If "in the nick of time" has been the unofficial motto of the state legislature in recent years, "better late than never" may soon be what the 2021-2022 session becomes known for. After allowing emergency protections associated with the COVID-19 pandemic to expire Monday night, the legislature Tuesday evening finalized a bill that would renew, after the fact, many of the emergency policies put in place to protect renters, restaurants and local governments during the pandemic.
Because of the June 15 expiration of Gov. Charlie Baker's state of emergency order, restaurants can no longer lawfully sell cocktails to go, third party restaurant delivery fees are no longer capped and government boards must meet in person regardless of whether facilities have been reopened. Though leading Democratic lawmakers in the Legislature said they intended to have a law in place to assure a smooth transition out of the emergency era, the bill did not get done in time.
Lawmakers finished their compromise bill Tuesday evening and sent it to Baker for his signature.
The final version approved by the House and Senate included measures the two chambers had already agreed on in their separate bills but left out issues where the teo branches still don't see eye to eye. The bill would let eateries sell beer and cocktails off-premises through May 2022, allow government bodies to meet remotely through December 15 of this year and create a new moratorium on evictions that would run ten days after the federal ban expires July 1. New housing protections and tenant rights would go into effect after the end of the moratorium.
If Baker signs the measure Wednesday, the gap in state policy will have lasted around 40 hours.
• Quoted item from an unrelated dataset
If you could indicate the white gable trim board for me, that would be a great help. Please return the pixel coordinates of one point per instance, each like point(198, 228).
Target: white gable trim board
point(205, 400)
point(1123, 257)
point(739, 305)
"I think the big challenge will be just the bumpiness of the next couple of days until something actually gets to our desk," Baker said Tuesday of the state's intermittent approach toward the emergency-era policies.
After the Senate approved its version of Baker's emergency policy extension bill last week, the House moved its own version Tuesday afternoon, over 12 hours after the policies expired. The chambers then named a six-member committee to reconcile the different approaches in the hope that a compromise could be hatched and given to Baker Wednesday.
"I do hope that we get something in a few days so that we can just sort of put this to bed," Baker said.
In order to get the issues both branches agreed upon out the door as promptly as they could, the negotiators left some issues unresolved. Baker had requested an extension to protections for COVID patients so treatment costs for the virus would not exceed insurance coverage, but lawmakers will have to resume talks on the matter. The two branches also had divergent ideas on how payment rates for telehealth appointments should work post-pandemic.
Another issue close to restaurateurs' hearts, a cap on the amount third-party services can charge eateries for delivering their food to customers, was also left out of the final deal.